This is very fine writing. I especially like the dark humor. Sort of like a cross between Poe and Stephen King. Did you have to revise much? Nice work. --QP
This is scary stuff, dirtydog. Being buried alive is just about the most horrible fate that can befall a person, and so I guess it makes sense that fundamental evil will be inextricably be involved with it. I don't care for the title, though. It doesn't fit, for me. It needs to be something more dramatic, but also maybe more understated.
Well, how does any writing compete with movies? They're different media, and they have different strengths. There are plenty of people who still enjoy reading just as much as the movies. My reaction to that was the same as my reaction to the guy who cut off his arm to escape being trapped by a boulder ... oh really? I'm not saying the stories aren't true ... only that I find them incredulous to the point of wanting more proof. In this case, there were witnesses who supposedly saw the attack and described it to the authorities. So what the hell were they doing while this was going on? Coyotes are not large animals. It's not difficult to run them off. Besides that, unlike wolves, coyotes are normally solitary, opportunistic hunters. It's very, very unusual for them to hunt in a pack. Again, I'm not saying the story isn't true. Just that it raises a lot of questions. I know. That's why I didn't like it. It's too coy.
I wouldn't worry too much about that. Writing has scared me far more than I think any movie ever could. That's just as good a topic for a horror story. Why must it be ghouls and vampires?
Are you sure we're talking about the same animals? I know we don't exactly live in each other's back yards. I live very close to Nova Scotia, and as far as I'm aware coyotes around here usually hunt in small packs. I'd say a 'band' of at least three or four and maybe as many as eight or ten.
Here's a link to the Taylor Mitchell tragedy: http://www.cbc.ca/canada/nova-scotia/story/2009/10/28/ns-coyote-attack-died.html Now you know as much as I do. In Cypress Hills, Alberta, the major threats are Conservation Officers (prone to rabies) and drunks (you can listen to them beat up their girl friends and each other). There are also a few cougars. Actually, I don't think I'm up for putting someone else's death on the Internet and packaging it as literary entertainment.
Well, it's entirely possible we're not, figuratively speaking. Coyotes are adaptable critters. Maybe coyote hunting culture in northeastern Canada differs from that of southern Arizona. The desert in general is not conducive to group hunting.

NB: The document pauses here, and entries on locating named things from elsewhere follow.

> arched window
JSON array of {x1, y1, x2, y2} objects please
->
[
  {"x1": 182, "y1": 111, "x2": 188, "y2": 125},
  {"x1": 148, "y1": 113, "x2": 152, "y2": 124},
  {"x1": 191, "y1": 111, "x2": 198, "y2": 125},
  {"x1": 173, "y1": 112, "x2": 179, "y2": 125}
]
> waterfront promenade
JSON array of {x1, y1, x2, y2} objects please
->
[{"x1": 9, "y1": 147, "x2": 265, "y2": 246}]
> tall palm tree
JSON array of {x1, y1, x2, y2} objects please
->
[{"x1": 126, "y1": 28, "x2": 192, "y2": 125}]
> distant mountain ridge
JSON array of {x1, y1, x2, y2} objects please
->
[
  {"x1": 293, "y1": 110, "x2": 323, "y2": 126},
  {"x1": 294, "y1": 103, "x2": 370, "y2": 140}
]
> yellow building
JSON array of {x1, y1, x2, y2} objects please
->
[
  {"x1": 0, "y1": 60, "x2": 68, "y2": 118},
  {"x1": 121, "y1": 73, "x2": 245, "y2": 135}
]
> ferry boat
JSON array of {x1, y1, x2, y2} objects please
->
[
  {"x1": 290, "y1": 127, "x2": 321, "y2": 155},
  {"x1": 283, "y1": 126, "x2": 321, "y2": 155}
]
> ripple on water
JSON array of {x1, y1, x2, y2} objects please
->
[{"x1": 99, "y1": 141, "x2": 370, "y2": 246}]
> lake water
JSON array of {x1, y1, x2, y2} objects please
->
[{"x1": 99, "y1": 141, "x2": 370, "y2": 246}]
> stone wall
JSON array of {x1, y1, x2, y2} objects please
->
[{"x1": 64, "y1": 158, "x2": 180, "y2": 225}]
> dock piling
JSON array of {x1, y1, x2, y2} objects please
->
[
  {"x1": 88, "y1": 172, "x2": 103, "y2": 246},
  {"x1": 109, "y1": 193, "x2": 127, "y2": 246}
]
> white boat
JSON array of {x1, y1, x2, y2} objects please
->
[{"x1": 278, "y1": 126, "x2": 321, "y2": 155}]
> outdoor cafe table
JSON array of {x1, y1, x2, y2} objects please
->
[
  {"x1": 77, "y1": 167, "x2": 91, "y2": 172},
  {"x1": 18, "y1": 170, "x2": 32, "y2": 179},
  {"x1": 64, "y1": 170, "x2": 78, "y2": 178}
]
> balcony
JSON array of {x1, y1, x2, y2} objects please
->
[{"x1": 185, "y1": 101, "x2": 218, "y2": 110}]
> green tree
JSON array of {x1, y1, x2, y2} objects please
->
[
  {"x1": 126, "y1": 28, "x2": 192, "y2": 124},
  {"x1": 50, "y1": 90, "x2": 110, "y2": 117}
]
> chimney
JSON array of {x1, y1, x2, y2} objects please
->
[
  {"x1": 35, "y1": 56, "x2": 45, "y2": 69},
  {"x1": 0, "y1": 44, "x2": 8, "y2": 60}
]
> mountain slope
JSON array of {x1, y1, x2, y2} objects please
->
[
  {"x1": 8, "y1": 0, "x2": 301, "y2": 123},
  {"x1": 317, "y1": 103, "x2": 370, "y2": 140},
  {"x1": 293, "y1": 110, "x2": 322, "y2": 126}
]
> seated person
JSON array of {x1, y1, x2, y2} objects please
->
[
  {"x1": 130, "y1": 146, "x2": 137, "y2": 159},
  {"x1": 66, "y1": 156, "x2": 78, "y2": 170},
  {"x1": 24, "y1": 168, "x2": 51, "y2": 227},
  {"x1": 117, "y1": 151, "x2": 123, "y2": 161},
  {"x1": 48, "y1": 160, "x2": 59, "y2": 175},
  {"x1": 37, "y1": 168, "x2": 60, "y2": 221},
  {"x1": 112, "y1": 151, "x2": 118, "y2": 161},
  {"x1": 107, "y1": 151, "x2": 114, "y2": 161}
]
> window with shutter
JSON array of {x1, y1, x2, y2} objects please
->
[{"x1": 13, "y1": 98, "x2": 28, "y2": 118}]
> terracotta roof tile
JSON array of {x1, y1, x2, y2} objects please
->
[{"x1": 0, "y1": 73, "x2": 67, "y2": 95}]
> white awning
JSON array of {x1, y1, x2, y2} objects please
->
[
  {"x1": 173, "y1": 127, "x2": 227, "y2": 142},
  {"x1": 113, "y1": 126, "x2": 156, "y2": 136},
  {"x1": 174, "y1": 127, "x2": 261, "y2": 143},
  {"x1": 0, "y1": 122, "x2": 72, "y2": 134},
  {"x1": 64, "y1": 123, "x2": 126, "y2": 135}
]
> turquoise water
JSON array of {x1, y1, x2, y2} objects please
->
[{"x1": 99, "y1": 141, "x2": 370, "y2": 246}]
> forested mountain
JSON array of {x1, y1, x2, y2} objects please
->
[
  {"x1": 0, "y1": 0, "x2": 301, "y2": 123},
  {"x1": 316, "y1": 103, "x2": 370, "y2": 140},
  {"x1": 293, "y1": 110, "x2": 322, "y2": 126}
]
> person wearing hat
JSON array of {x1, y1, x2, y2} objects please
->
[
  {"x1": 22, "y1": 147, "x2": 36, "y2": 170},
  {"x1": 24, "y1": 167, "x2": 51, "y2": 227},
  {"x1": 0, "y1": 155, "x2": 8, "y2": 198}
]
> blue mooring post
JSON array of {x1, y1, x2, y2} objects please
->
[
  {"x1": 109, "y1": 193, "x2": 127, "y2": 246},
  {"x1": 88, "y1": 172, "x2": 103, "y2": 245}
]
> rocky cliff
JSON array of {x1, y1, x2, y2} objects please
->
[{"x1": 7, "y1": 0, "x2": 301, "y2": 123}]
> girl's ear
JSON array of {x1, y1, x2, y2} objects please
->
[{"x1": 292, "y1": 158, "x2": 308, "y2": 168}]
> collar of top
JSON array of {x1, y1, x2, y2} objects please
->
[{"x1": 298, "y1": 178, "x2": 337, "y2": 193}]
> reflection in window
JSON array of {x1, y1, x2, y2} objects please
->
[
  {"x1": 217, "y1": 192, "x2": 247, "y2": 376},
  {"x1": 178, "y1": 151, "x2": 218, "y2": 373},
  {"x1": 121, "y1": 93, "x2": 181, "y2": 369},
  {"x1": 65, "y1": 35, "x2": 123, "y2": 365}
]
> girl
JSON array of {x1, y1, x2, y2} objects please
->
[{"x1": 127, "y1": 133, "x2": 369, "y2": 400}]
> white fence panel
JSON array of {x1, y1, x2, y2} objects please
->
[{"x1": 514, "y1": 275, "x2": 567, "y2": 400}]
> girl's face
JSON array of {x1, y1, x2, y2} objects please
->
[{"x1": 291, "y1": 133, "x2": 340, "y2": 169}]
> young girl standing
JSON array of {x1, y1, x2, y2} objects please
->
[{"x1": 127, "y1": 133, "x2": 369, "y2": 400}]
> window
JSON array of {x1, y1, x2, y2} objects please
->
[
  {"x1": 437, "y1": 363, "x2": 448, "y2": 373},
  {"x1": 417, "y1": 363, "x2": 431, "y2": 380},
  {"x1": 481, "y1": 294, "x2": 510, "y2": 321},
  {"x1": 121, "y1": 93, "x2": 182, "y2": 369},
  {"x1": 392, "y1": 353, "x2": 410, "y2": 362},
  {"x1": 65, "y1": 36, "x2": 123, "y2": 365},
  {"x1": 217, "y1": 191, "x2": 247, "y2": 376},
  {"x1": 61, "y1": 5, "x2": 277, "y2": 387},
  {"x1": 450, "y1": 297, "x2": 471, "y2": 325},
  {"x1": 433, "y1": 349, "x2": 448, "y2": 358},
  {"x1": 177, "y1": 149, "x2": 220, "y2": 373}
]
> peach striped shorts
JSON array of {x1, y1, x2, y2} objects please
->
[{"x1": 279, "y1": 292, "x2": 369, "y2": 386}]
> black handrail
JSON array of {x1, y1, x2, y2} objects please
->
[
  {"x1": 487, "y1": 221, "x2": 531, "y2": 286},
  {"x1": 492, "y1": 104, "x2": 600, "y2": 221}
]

The prey is too scarce. They do gather in small groups on late summer evenings to sing (a territorial thing), but I've never seen more than two of them together, and from what I've read, they don't. But it sounds like the "Canuck cousins" have worked out a different strategy from the "Yank cousins". I still find it incredulous they would attack and kill a person, though.
... You used it as an example and I did the same. I'm not saying you should write out the story of this specific girl's death, just that the subject matter is well within the realm of what you could write about. You probably have it there with availability of prey. In Canada you have a lot of larger prey; I'm guessing not so much in Arizona. Whether they would kill a person or not is pretty questionable, but they do at least travel in numbers.
Truman Capote did. I think it's ok as long as you're not doing a tabloid number on it. Speaking of ghoulishness, that's it.
These posts are pretty off topic, which is Tasty Treat. Anyway, staying off topic: There are coywolves in the northeast U.S. which are bigger and more aggressive than coyotes, but they weren't mentioned as a suspect in the Taylor Mitchell case. Just goes to show that wolves, like people, will mate with just about anything. Truman Capote: I saw a film on this mincing little guy and he's not someone I'd care to emulate. Jack London, in White Fang, has a good scene where the wolves eat the sled dogs one at a time and then go for the people, but it's not considered realistic by anyone I've talked to or read. There is probably plenty of precedent if the writer takes a tragedy and re-writes characters and other details until he's got tragic fiction. For example, Thirteenth Valley, by John del Vecchio, details small unit action by the U.S. army in Vietnam, specifically the 101st Airborne in 1970 in the Ashau valley. In some cases (such as the Vietnam war) those involved in a tragedy may want to be remembered in nonfiction or fiction. Del Vecchio has one character saying to another, "if you get back to the World, tell them what really happened here." I just don't want to manufacture entertainment out of someone's real tragedy.
Oh come on now, dirtydog. "Mincing" or not, he's a great writer. You can separate someone's personal life from their professional life.